В пасмурный, душный, предгрозовой день мы знакомимся с героями пьесы. Тучи собираются над ними. И Соне и дяде Ване грозит беда, — уже началось сближение между Астровым и Еленой Андреевной, которое так потрясет и Соню и дядю Ваню. И только блаженный Вафля не чувствует грозы в воздухе, не замечает пасмурности и ликует неизвестно почему: «Погода очаровательная, птички поют, живем мы все в мире и согласии — чего еще нам?»

Душная, грозовая ненависть к Серебрякову, накапливающаяся в душе дяди Вани, ожидание беды, которым томится Елена Андреевна, несчастия, нависающие над героями, — всего этого не видит, не чувствует Вафля.

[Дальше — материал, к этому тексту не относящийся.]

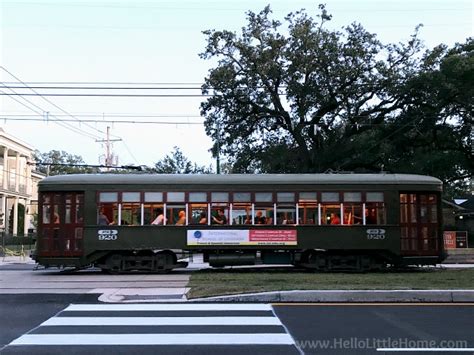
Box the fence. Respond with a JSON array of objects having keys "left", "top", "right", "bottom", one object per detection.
[{"left": 0, "top": 231, "right": 36, "bottom": 261}]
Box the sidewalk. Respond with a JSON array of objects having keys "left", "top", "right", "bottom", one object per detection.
[{"left": 0, "top": 255, "right": 36, "bottom": 265}]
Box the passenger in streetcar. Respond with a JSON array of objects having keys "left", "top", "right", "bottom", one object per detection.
[
  {"left": 198, "top": 212, "right": 207, "bottom": 225},
  {"left": 330, "top": 213, "right": 341, "bottom": 225},
  {"left": 175, "top": 210, "right": 186, "bottom": 225},
  {"left": 254, "top": 211, "right": 266, "bottom": 224},
  {"left": 151, "top": 209, "right": 165, "bottom": 225},
  {"left": 98, "top": 208, "right": 111, "bottom": 225},
  {"left": 366, "top": 208, "right": 377, "bottom": 224},
  {"left": 212, "top": 209, "right": 227, "bottom": 225}
]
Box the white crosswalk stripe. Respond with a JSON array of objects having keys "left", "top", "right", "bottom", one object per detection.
[{"left": 9, "top": 303, "right": 297, "bottom": 347}]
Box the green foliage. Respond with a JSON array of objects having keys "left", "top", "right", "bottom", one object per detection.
[
  {"left": 200, "top": 5, "right": 473, "bottom": 195},
  {"left": 151, "top": 146, "right": 213, "bottom": 174},
  {"left": 34, "top": 150, "right": 99, "bottom": 175}
]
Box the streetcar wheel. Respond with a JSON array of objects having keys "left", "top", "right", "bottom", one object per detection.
[
  {"left": 105, "top": 253, "right": 123, "bottom": 274},
  {"left": 307, "top": 251, "right": 328, "bottom": 271}
]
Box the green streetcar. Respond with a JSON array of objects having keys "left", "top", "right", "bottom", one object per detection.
[{"left": 33, "top": 173, "right": 445, "bottom": 272}]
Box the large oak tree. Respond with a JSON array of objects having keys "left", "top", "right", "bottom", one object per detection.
[{"left": 200, "top": 5, "right": 472, "bottom": 196}]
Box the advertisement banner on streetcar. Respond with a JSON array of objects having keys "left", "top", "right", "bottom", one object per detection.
[{"left": 187, "top": 229, "right": 297, "bottom": 246}]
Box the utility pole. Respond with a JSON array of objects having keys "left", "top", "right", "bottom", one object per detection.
[
  {"left": 96, "top": 126, "right": 122, "bottom": 171},
  {"left": 216, "top": 122, "right": 220, "bottom": 174}
]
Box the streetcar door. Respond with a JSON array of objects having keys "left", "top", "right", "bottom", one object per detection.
[
  {"left": 400, "top": 193, "right": 440, "bottom": 255},
  {"left": 39, "top": 192, "right": 84, "bottom": 257}
]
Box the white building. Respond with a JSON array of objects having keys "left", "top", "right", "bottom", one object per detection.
[{"left": 0, "top": 128, "right": 44, "bottom": 236}]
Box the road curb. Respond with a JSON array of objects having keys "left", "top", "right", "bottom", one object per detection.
[{"left": 188, "top": 290, "right": 474, "bottom": 303}]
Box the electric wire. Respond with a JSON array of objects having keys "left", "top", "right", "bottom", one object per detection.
[
  {"left": 0, "top": 89, "right": 100, "bottom": 140},
  {"left": 0, "top": 66, "right": 106, "bottom": 139},
  {"left": 0, "top": 117, "right": 204, "bottom": 125},
  {"left": 1, "top": 67, "right": 141, "bottom": 156}
]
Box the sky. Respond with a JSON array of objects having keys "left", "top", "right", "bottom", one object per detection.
[{"left": 0, "top": 0, "right": 472, "bottom": 169}]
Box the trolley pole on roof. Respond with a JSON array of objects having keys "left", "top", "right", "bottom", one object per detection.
[{"left": 96, "top": 126, "right": 122, "bottom": 171}]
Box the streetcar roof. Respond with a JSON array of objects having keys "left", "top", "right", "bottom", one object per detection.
[{"left": 38, "top": 173, "right": 442, "bottom": 186}]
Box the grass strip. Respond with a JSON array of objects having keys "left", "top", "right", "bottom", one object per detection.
[{"left": 187, "top": 268, "right": 474, "bottom": 299}]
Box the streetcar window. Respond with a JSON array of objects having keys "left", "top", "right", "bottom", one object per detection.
[
  {"left": 53, "top": 205, "right": 60, "bottom": 224},
  {"left": 299, "top": 192, "right": 317, "bottom": 202},
  {"left": 98, "top": 203, "right": 117, "bottom": 225},
  {"left": 65, "top": 204, "right": 71, "bottom": 224},
  {"left": 321, "top": 204, "right": 341, "bottom": 225},
  {"left": 233, "top": 192, "right": 251, "bottom": 202},
  {"left": 276, "top": 193, "right": 296, "bottom": 224},
  {"left": 255, "top": 192, "right": 273, "bottom": 203},
  {"left": 145, "top": 204, "right": 165, "bottom": 224},
  {"left": 365, "top": 203, "right": 385, "bottom": 224},
  {"left": 231, "top": 203, "right": 252, "bottom": 225},
  {"left": 343, "top": 204, "right": 363, "bottom": 225},
  {"left": 400, "top": 194, "right": 408, "bottom": 203},
  {"left": 298, "top": 192, "right": 317, "bottom": 225},
  {"left": 144, "top": 192, "right": 163, "bottom": 202},
  {"left": 166, "top": 204, "right": 186, "bottom": 224},
  {"left": 366, "top": 192, "right": 384, "bottom": 202},
  {"left": 122, "top": 192, "right": 140, "bottom": 202},
  {"left": 189, "top": 203, "right": 208, "bottom": 224},
  {"left": 189, "top": 192, "right": 207, "bottom": 202},
  {"left": 343, "top": 193, "right": 362, "bottom": 224},
  {"left": 254, "top": 206, "right": 274, "bottom": 225},
  {"left": 277, "top": 192, "right": 295, "bottom": 203},
  {"left": 430, "top": 205, "right": 438, "bottom": 223},
  {"left": 121, "top": 203, "right": 141, "bottom": 226},
  {"left": 210, "top": 204, "right": 229, "bottom": 224},
  {"left": 167, "top": 192, "right": 185, "bottom": 202},
  {"left": 42, "top": 204, "right": 51, "bottom": 224},
  {"left": 344, "top": 192, "right": 361, "bottom": 202},
  {"left": 99, "top": 192, "right": 118, "bottom": 203},
  {"left": 321, "top": 192, "right": 339, "bottom": 202},
  {"left": 211, "top": 192, "right": 229, "bottom": 202},
  {"left": 75, "top": 197, "right": 84, "bottom": 223},
  {"left": 276, "top": 205, "right": 296, "bottom": 225},
  {"left": 298, "top": 203, "right": 317, "bottom": 225}
]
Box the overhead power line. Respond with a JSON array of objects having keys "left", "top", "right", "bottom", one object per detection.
[
  {"left": 0, "top": 67, "right": 145, "bottom": 162},
  {"left": 1, "top": 113, "right": 203, "bottom": 118},
  {"left": 0, "top": 117, "right": 205, "bottom": 125},
  {"left": 0, "top": 93, "right": 212, "bottom": 97},
  {"left": 0, "top": 82, "right": 205, "bottom": 85},
  {"left": 1, "top": 86, "right": 205, "bottom": 90},
  {"left": 0, "top": 66, "right": 104, "bottom": 140},
  {"left": 0, "top": 88, "right": 100, "bottom": 140}
]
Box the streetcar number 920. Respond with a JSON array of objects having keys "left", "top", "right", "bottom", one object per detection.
[{"left": 98, "top": 230, "right": 118, "bottom": 241}]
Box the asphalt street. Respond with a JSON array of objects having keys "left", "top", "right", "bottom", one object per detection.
[
  {"left": 1, "top": 261, "right": 473, "bottom": 354},
  {"left": 1, "top": 295, "right": 473, "bottom": 355}
]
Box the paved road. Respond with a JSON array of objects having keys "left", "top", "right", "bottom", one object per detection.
[
  {"left": 274, "top": 303, "right": 474, "bottom": 354},
  {"left": 0, "top": 297, "right": 298, "bottom": 354},
  {"left": 1, "top": 296, "right": 473, "bottom": 355}
]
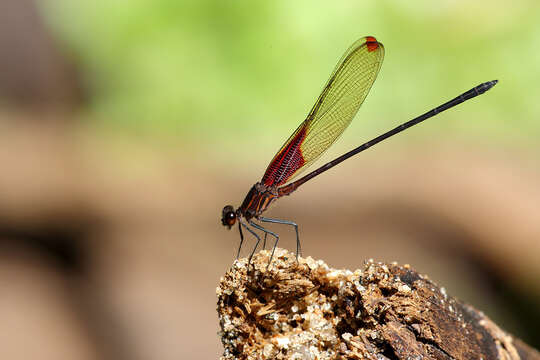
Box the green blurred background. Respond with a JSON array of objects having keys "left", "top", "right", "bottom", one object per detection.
[
  {"left": 39, "top": 0, "right": 540, "bottom": 150},
  {"left": 0, "top": 1, "right": 539, "bottom": 359}
]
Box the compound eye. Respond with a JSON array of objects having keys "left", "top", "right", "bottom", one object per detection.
[
  {"left": 221, "top": 205, "right": 237, "bottom": 229},
  {"left": 226, "top": 212, "right": 236, "bottom": 226}
]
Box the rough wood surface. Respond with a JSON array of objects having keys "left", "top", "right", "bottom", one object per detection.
[{"left": 216, "top": 248, "right": 539, "bottom": 360}]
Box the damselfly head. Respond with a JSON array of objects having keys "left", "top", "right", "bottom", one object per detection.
[{"left": 221, "top": 205, "right": 237, "bottom": 229}]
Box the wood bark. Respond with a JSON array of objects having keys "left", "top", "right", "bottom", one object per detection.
[{"left": 217, "top": 248, "right": 540, "bottom": 360}]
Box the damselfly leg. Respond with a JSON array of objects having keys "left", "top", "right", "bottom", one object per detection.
[
  {"left": 240, "top": 221, "right": 262, "bottom": 265},
  {"left": 259, "top": 217, "right": 301, "bottom": 259},
  {"left": 249, "top": 221, "right": 279, "bottom": 270},
  {"left": 236, "top": 222, "right": 244, "bottom": 260}
]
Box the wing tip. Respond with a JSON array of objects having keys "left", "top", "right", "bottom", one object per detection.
[{"left": 365, "top": 36, "right": 380, "bottom": 52}]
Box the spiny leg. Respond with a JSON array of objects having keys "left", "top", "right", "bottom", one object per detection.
[
  {"left": 236, "top": 221, "right": 245, "bottom": 260},
  {"left": 240, "top": 222, "right": 262, "bottom": 265},
  {"left": 263, "top": 233, "right": 267, "bottom": 250},
  {"left": 249, "top": 221, "right": 279, "bottom": 270},
  {"left": 259, "top": 217, "right": 301, "bottom": 260}
]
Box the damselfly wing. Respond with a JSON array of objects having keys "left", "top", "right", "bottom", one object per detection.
[{"left": 262, "top": 36, "right": 384, "bottom": 188}]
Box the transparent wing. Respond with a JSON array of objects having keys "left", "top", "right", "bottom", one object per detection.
[{"left": 262, "top": 36, "right": 384, "bottom": 187}]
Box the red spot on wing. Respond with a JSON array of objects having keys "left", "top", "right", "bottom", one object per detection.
[
  {"left": 262, "top": 126, "right": 307, "bottom": 187},
  {"left": 365, "top": 36, "right": 379, "bottom": 52}
]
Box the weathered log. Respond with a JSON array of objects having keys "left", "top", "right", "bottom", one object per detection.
[{"left": 217, "top": 248, "right": 539, "bottom": 360}]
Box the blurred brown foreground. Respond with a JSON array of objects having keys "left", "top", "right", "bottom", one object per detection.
[
  {"left": 0, "top": 2, "right": 539, "bottom": 359},
  {"left": 1, "top": 118, "right": 540, "bottom": 359}
]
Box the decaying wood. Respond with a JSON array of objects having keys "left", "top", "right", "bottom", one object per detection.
[{"left": 216, "top": 248, "right": 540, "bottom": 360}]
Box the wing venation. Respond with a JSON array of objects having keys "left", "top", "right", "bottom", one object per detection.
[{"left": 262, "top": 36, "right": 385, "bottom": 187}]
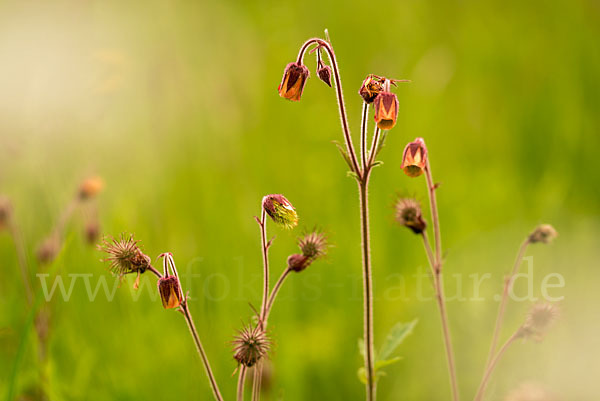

У Чехова и разговоры о погоде имеют свое скрытое значение. Мы уже видели, что Вафля и Елена Андреевна «перекликаются» между собою в своем желании мирить всех (желании, столь действенном, хотя и комически нелепом у Вафли и столь ленивом у Елены Андреевны). Перекликаются они между собой и в первом акте в репликах о погоде. «А хорошая сегодня погода... не жарко», — говорит Елена Андреевна, пытаясь сгладить неловкую паузу, наступившую после резких слов дяди Вани о Серебрякове. Но дядя Ваня гасит все эти «примирительные» попытки короткой угрюмой репликой: «В такую погоду хорошо повеситься».

Второе действие развивается на фоне грозы. Она окрашивает все слова, все переживания героев в этом акте, так густо насыщенном волнениями, драматическими объяснениями.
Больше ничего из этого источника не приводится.